Called the ‘Save our Privacy’ campaign, the broader initiative behind the draft law describes itself as a “community and public interest project” that is spearheaded by the Internet Freedom Foundation (IFF), a non-profit organisation aimed at protecting digital rights.
Over the last eight years, India has seen multiple aborted attempts at enacting data protection and privacy legislation. In the last year, momentum has gathered in the form of the Justice Srikrishna Committee on data protection, which will soon present a draft bill to the ministry of electronics and information technology.
The IFF’s intervention, at this point, is important for two reasons.
Firstly, as lawyers associated with the campaign note, it strives to look at issues relating to privacy and user rights in a more holistic manner in comparison to the Srikrishna Committee, whose mandate is limited to data protection.
As The Wire has documented and analysed, the panel of experts and their white paper have done an inadequate job in a number of areas, in particular on the nature of government-controlled mass surveillance and how a user-centric data protection framework would tackle this problem.
The draft model bill released on Friday, which the campaign calls the ‘Indian Privacy Code, 2018’, adheres to seven core principles which were “built off rigour, debate and the best global practices adapted to India”. The bill, as it stands today, envisages a penalty provisions of up to Rs 1 crore and a prison sentence of three years for people who “collect, receive, process or hold personal data” in contravention of the provisions of the proposed law. The punishment goes up to Rs 10 crore and five years in prison for ‘sensitive data’.
Secondly, the campaign and the draft bill also comes at the end of a crucial ten months.
While mostly viewed as a positive development, the Srikrishna Committee, since its inception in August 2017, has also sparked a certain amount of wariness and uneasiness amongst civil society.
For instance, two months after the data protection panel was constituted, a group of 22 legal academics and activists shot off an open letter that criticised its composition and choice of experts. The letter in particular expressed concern over what it saw as “inadequate representation” within the committee with regard to civil society stakeholders and truly independent privacy experts.
“A committee created to look at a fundamental issue which will impact this country needs to be balanced and cannot be biased towards one position, particularly when there might be conflicts of interests…” the letter noted.
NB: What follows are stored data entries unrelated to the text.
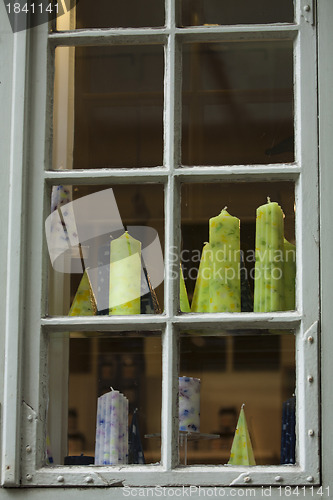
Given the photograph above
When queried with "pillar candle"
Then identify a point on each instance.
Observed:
(116, 412)
(111, 447)
(289, 275)
(200, 301)
(125, 275)
(189, 404)
(224, 284)
(183, 297)
(268, 279)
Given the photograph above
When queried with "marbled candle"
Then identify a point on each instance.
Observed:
(224, 283)
(189, 404)
(269, 267)
(200, 301)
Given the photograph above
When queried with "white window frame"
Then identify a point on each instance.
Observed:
(26, 334)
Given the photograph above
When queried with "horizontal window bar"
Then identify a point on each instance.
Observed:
(101, 176)
(247, 172)
(160, 174)
(149, 322)
(153, 475)
(126, 36)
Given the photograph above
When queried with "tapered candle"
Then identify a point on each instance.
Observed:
(200, 301)
(268, 278)
(125, 275)
(224, 284)
(183, 297)
(289, 274)
(241, 450)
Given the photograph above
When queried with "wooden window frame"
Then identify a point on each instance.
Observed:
(23, 425)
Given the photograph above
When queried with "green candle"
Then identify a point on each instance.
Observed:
(289, 274)
(125, 275)
(224, 285)
(183, 297)
(200, 301)
(269, 267)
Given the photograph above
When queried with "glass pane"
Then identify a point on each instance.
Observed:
(86, 224)
(249, 263)
(238, 103)
(199, 12)
(108, 107)
(85, 366)
(251, 368)
(117, 14)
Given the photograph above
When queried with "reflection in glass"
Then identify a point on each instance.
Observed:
(254, 368)
(114, 95)
(129, 363)
(203, 202)
(200, 12)
(119, 14)
(238, 103)
(85, 224)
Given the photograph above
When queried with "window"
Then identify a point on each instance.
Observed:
(178, 130)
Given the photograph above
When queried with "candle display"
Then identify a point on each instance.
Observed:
(84, 303)
(189, 404)
(183, 297)
(111, 447)
(269, 267)
(125, 275)
(224, 283)
(289, 275)
(241, 450)
(200, 301)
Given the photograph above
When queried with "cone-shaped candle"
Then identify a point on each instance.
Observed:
(183, 297)
(200, 301)
(241, 450)
(268, 279)
(84, 303)
(125, 275)
(224, 284)
(289, 275)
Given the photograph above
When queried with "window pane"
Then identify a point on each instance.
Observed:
(238, 103)
(85, 224)
(118, 14)
(253, 262)
(251, 368)
(201, 12)
(129, 363)
(108, 108)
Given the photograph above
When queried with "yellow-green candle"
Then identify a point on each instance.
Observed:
(224, 284)
(200, 301)
(183, 297)
(125, 275)
(289, 274)
(269, 267)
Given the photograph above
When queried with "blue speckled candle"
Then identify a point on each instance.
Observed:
(189, 404)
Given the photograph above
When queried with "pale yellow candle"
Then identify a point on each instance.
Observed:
(224, 284)
(125, 275)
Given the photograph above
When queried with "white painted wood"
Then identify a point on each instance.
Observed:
(325, 74)
(13, 325)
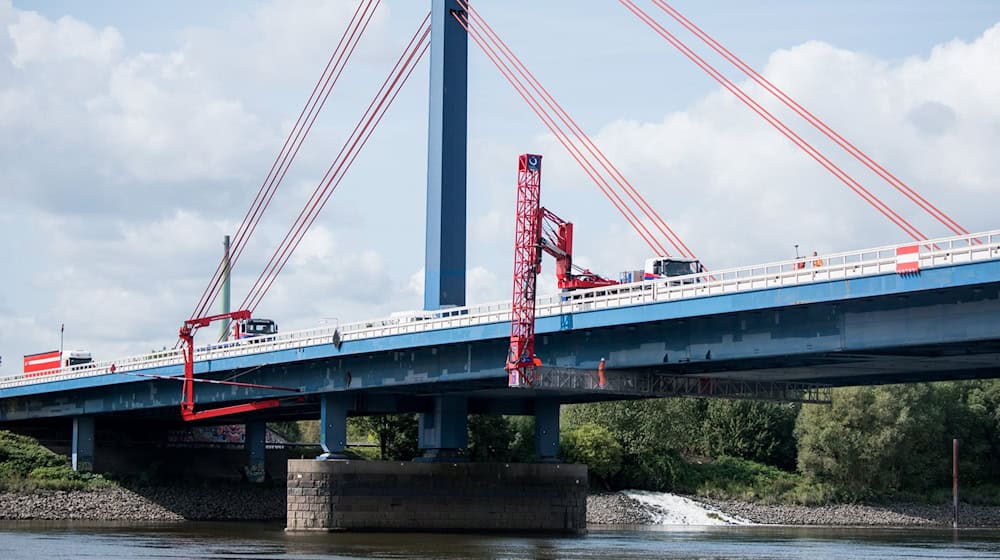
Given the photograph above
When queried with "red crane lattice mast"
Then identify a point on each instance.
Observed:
(537, 230)
(521, 360)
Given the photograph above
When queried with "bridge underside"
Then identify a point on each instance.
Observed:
(875, 330)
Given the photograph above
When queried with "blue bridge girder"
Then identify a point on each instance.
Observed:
(939, 324)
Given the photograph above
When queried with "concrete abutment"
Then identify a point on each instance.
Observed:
(436, 496)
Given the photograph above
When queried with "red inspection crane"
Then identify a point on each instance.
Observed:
(537, 230)
(188, 412)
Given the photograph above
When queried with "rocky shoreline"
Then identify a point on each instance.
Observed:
(617, 508)
(217, 503)
(177, 503)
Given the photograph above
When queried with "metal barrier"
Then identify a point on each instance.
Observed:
(837, 266)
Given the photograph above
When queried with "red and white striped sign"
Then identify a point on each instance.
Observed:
(39, 364)
(908, 259)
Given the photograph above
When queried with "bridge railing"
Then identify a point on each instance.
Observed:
(836, 266)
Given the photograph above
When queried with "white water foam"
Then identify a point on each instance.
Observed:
(671, 509)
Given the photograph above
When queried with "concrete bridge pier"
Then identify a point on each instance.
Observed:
(255, 442)
(444, 430)
(83, 443)
(547, 430)
(333, 425)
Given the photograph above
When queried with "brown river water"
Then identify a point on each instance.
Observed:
(35, 540)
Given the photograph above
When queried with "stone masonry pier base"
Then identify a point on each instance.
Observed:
(392, 496)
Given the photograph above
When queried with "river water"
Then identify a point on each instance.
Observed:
(75, 541)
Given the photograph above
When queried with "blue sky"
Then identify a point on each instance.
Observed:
(133, 136)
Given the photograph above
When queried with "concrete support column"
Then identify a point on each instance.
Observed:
(255, 443)
(547, 430)
(83, 443)
(333, 425)
(444, 431)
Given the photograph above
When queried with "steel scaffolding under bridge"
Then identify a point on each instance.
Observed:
(741, 333)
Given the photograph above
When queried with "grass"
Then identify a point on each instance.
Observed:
(27, 466)
(739, 479)
(730, 478)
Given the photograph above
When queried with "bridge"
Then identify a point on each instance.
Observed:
(922, 310)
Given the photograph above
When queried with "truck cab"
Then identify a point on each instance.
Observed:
(251, 328)
(658, 268)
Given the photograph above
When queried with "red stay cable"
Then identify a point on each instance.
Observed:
(342, 169)
(582, 136)
(815, 121)
(324, 86)
(509, 74)
(358, 138)
(775, 122)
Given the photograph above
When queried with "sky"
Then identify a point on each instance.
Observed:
(134, 135)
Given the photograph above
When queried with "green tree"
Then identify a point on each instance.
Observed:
(396, 435)
(593, 446)
(653, 434)
(490, 438)
(755, 430)
(877, 440)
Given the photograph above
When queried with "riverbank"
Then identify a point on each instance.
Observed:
(170, 503)
(250, 503)
(623, 508)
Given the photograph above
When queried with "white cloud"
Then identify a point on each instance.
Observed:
(121, 170)
(37, 39)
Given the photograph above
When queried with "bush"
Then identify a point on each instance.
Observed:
(19, 455)
(62, 472)
(595, 447)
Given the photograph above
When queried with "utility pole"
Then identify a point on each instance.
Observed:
(954, 480)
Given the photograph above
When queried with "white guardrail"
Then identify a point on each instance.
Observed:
(867, 262)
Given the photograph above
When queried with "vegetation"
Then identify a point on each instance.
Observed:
(871, 443)
(887, 442)
(26, 465)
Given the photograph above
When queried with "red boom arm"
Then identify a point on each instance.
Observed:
(536, 230)
(187, 393)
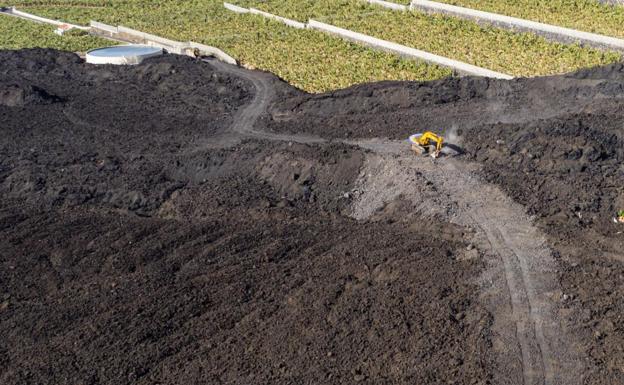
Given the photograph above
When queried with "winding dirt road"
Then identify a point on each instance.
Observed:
(531, 344)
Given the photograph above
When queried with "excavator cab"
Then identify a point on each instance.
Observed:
(427, 143)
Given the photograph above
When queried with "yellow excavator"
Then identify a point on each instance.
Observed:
(422, 144)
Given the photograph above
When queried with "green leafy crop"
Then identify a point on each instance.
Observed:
(519, 54)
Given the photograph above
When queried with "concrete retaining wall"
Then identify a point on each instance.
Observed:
(412, 53)
(551, 32)
(401, 50)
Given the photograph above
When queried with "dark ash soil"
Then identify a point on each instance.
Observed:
(133, 253)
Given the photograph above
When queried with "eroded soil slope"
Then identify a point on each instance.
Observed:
(143, 243)
(147, 236)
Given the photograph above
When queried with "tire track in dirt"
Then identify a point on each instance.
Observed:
(263, 96)
(530, 283)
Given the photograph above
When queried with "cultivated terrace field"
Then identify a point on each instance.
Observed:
(463, 40)
(308, 59)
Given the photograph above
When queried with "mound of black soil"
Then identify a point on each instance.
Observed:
(140, 244)
(554, 144)
(143, 242)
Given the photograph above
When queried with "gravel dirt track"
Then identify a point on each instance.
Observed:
(185, 222)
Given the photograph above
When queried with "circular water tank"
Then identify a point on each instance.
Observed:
(122, 54)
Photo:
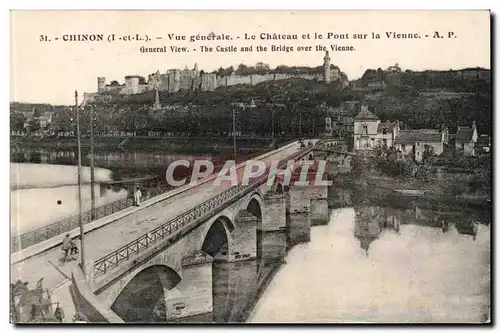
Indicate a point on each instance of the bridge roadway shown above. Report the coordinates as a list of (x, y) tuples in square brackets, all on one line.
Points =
[(101, 241)]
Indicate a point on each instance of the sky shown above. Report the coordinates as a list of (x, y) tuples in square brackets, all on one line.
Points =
[(50, 71)]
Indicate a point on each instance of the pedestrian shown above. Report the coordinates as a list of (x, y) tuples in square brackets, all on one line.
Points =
[(33, 312), (66, 246), (137, 196), (59, 313)]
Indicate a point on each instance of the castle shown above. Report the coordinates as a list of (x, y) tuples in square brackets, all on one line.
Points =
[(191, 79)]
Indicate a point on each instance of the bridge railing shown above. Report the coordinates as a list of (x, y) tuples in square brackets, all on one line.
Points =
[(57, 228), (214, 204)]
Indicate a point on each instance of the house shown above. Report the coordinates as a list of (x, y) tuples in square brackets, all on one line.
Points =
[(466, 138), (417, 143), (483, 144), (370, 133)]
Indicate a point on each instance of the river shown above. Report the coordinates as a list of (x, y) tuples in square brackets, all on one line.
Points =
[(371, 263), (362, 268)]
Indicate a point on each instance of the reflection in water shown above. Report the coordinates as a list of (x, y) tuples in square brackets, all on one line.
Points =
[(369, 264), (236, 287), (417, 275)]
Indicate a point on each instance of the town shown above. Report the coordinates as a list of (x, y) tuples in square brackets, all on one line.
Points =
[(407, 156)]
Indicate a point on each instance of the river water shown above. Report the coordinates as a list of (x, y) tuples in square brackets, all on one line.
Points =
[(377, 264), (44, 180), (368, 264)]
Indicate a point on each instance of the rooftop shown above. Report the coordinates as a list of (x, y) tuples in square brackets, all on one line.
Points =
[(412, 136), (365, 114)]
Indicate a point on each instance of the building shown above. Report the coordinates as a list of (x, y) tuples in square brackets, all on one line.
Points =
[(370, 133), (419, 143), (466, 138)]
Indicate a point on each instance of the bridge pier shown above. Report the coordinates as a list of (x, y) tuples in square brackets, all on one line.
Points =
[(298, 217), (193, 294), (244, 237), (273, 212)]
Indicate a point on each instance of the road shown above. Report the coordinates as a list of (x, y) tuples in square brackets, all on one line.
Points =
[(106, 239)]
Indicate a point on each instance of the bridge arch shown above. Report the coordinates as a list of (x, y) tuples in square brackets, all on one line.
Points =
[(254, 205), (143, 299), (217, 239)]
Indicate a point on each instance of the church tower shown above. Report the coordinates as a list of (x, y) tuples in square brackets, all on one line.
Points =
[(326, 65)]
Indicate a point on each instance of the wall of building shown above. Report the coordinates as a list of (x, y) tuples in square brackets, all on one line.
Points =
[(174, 80)]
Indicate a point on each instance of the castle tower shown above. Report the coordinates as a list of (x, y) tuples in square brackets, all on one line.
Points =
[(101, 84), (326, 65)]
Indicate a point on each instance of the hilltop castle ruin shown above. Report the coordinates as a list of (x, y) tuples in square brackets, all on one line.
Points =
[(191, 79)]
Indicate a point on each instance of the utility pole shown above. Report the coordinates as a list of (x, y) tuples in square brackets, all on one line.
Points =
[(80, 222), (92, 190)]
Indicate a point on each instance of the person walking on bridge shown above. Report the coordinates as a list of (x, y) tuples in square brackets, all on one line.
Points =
[(137, 196)]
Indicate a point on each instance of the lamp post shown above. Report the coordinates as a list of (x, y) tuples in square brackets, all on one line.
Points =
[(92, 189), (80, 222), (234, 133)]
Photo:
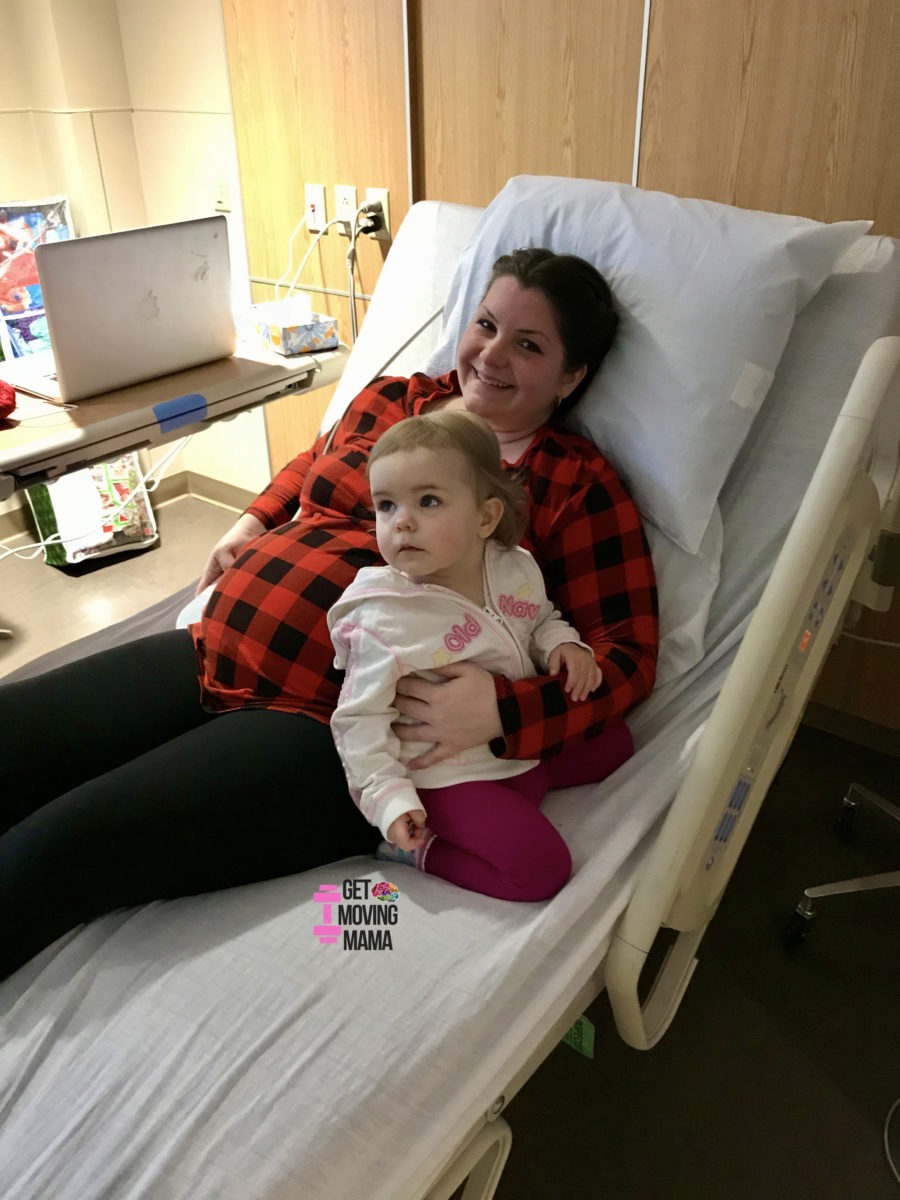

As The Wire noted at the time, with the exception of Justice Srikrishna and one other member, the rest of the individuals on the committee are either part of the government or part of organisations that have worked closely with government on other issues.
Attempts to have Justice Srikrishna co-opt an independent expert or member from civil society – which were made after this letter was sent – and bring them onto the panel have been gently rebuffed.
Since then, concerns have also been expressed over the sheer length of the white paper, the nature of the feedback process and the decision to hold public consultation meetings before an official draft bill had put in the public domain.
What has added to civil society worries is the existence of a draft data protection bill prepared by the ministry of electronics and information technology. According to an RTI reply, this draft bill has been circulated to members of the Srikrishna Committee but has not been made public. It is unclear whether the data protection panel has taken the views of ministry’s bill on board.
The ‘Save our Privacy’ campaign, of course, does not directly address the concerns laid out above but does make note of the concerns expressed over the Srikrishna Committee’s composition and transparency and emphasises that it was “necessary to support a civil society project to build awareness on privacy and data protection in India”.
Over the next few months, the campaign invites endorsements and comments on the draft model bill that it has put out. It hopes that by doing this, it will “facilitate greater public and expert participation”.
As for the Srikrishna Committee, latest reports indicate that it should be out shortly, although there is no official deadline for the submission of its draft law to the IT ministry.